Nokia has invested billions in mobile mapping, so when Apple bungled its Maps app in iOS 6, it seemed a golden opportunity for Nokia—with new smartphones and a new operating system behind them—to show the world that that it's again capable of competing at the top of the market.
Alas, while Nokia managed to submit its Here maps app to Apple's App Store ahead of a new Google Maps app, early reviews suggest it wasn't able to translate the mapping experience on its Lumia devices into the world of Apple.
The Here app shot to nearly the top of Apple's most downloaded apps list when it was introduced Nov. 19. Within two days, the free app had nearly 1,000 ratings, the majority of which were poor. It had more one-star ratings than five-, four-, three- and two-star ratings combined.
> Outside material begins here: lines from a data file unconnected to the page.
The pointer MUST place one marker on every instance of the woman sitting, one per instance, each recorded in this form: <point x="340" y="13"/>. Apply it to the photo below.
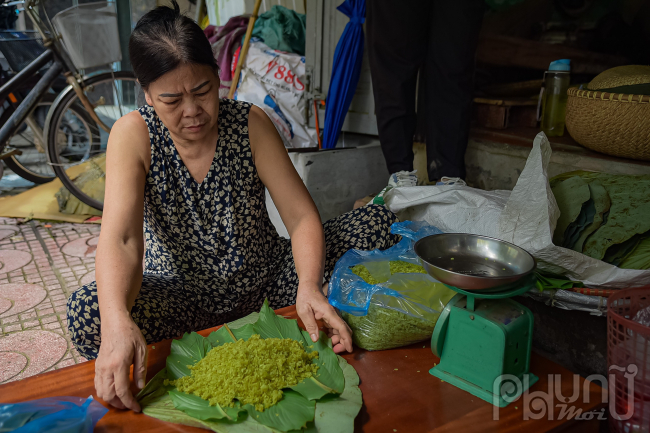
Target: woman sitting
<point x="195" y="169"/>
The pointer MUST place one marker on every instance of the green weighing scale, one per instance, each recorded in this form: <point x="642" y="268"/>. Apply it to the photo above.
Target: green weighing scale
<point x="483" y="338"/>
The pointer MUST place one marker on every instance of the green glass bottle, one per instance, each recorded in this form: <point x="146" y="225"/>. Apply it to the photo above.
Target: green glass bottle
<point x="554" y="99"/>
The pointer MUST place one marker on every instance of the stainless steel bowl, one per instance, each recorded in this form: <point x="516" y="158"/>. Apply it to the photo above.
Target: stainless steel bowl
<point x="473" y="262"/>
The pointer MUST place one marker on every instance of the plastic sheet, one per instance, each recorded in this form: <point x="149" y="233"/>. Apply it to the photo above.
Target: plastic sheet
<point x="403" y="307"/>
<point x="52" y="415"/>
<point x="526" y="217"/>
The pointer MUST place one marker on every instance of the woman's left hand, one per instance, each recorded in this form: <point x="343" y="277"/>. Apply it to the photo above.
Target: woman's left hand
<point x="312" y="305"/>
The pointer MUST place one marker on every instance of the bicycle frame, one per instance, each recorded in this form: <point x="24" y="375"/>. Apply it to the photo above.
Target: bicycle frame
<point x="55" y="52"/>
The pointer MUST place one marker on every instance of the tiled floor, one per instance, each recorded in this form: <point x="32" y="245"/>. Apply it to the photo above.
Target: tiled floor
<point x="40" y="265"/>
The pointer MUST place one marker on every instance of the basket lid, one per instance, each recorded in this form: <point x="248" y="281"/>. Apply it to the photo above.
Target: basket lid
<point x="629" y="75"/>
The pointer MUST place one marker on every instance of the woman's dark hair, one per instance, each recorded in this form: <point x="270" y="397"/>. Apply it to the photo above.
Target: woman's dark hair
<point x="162" y="40"/>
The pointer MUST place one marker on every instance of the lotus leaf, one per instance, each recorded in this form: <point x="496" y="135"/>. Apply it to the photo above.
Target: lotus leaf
<point x="639" y="258"/>
<point x="570" y="196"/>
<point x="602" y="203"/>
<point x="628" y="214"/>
<point x="335" y="385"/>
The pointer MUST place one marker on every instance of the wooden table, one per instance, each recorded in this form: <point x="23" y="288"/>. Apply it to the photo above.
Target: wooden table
<point x="398" y="392"/>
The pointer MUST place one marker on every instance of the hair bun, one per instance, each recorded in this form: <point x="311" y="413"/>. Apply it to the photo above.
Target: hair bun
<point x="176" y="7"/>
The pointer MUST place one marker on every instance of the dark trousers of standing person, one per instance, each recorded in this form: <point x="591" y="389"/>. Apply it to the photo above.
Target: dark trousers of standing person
<point x="440" y="35"/>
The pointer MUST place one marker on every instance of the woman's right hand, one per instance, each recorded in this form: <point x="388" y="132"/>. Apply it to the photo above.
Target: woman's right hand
<point x="122" y="346"/>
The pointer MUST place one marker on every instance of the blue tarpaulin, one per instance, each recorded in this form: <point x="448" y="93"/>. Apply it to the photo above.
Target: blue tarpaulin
<point x="345" y="71"/>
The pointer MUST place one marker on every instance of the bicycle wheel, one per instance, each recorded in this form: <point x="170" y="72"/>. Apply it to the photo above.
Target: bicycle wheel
<point x="33" y="163"/>
<point x="81" y="167"/>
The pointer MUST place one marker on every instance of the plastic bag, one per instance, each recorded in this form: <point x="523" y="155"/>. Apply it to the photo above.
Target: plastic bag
<point x="274" y="81"/>
<point x="51" y="415"/>
<point x="402" y="308"/>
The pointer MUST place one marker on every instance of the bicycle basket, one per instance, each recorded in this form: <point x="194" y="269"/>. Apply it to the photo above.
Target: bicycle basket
<point x="89" y="32"/>
<point x="20" y="48"/>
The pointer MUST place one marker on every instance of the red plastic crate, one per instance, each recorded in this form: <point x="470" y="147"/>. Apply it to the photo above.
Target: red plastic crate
<point x="628" y="346"/>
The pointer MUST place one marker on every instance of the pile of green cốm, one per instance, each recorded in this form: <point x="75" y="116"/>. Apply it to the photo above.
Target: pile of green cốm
<point x="386" y="328"/>
<point x="253" y="372"/>
<point x="604" y="216"/>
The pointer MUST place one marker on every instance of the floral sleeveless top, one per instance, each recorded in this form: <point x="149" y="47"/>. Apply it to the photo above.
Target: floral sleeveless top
<point x="215" y="236"/>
"This app is slow to scroll in and has NO information! For example, there aren't even streets in Japan. It's basically a blank map for blind people. Try this out if you want to feel like your Apple Maps is Google's. Seriously, immediately delete!" wrote one aggravated user.
Another, still generous enough to give it two stars, wrote, "Apple probably let this in so that people would see what a bad map app REALLY looks like. ... If Google doesn't bring vector graphics with their maps, then Apple has nothing to worry about—and this is proof."
"It's ugly, pixelated and one-dimensional," came a more concise complaint, tied to a one-star rating.
Not everyone was so disappointed. As of mid-afternoon Nov. 21, 214 people had given it five stars.
"Finally accurate maps are back as an app for iOS. Both Google and Apple don't get my neighborhood right. HERE Maps does!" wrote one satisfied customer.
"It is the best substitute for google maps on iOS to me now!" wrote another. "Everything works well but the image is a little blurry. However apple maps is far behind. Now my iPhone is alive again!"
Journalists, arguably approaching the app with some neutrality, mostly sided with the disappointed.
Wired's Alexandra Chang called it a "buggy eyesore" and "a wreck," adding, as many iTunes commenters did, that the Here maps seemed "blurry," lacking the sharpness of Apple's Maps.
In a statement sent to The New York Times, Nokia spokesperson Doug Dawson explained that the Here app is based on Web technology and Nokia is working to make it be on-par with the map application it offers on its Lumia smartphones.
“As the leader in location and navigation services, Here is committed to regularly improving our mapping experience across all platforms to achieve the same high-quality experience of the native applications found on our Lumia range of devices,” Dawson said in a statement.
In a Nov. 13 statement announcing the development of the Here app, Michael Halbherr, executive vice president of location and commerce for the Here brand, acknowledged, "Maps are hard to get right—but location is revolutionizing how we use technology to engage with the real world. That's why we have been investing and will continue to invest in building the world's most powerful location offering, one that is unlike anything in the market today."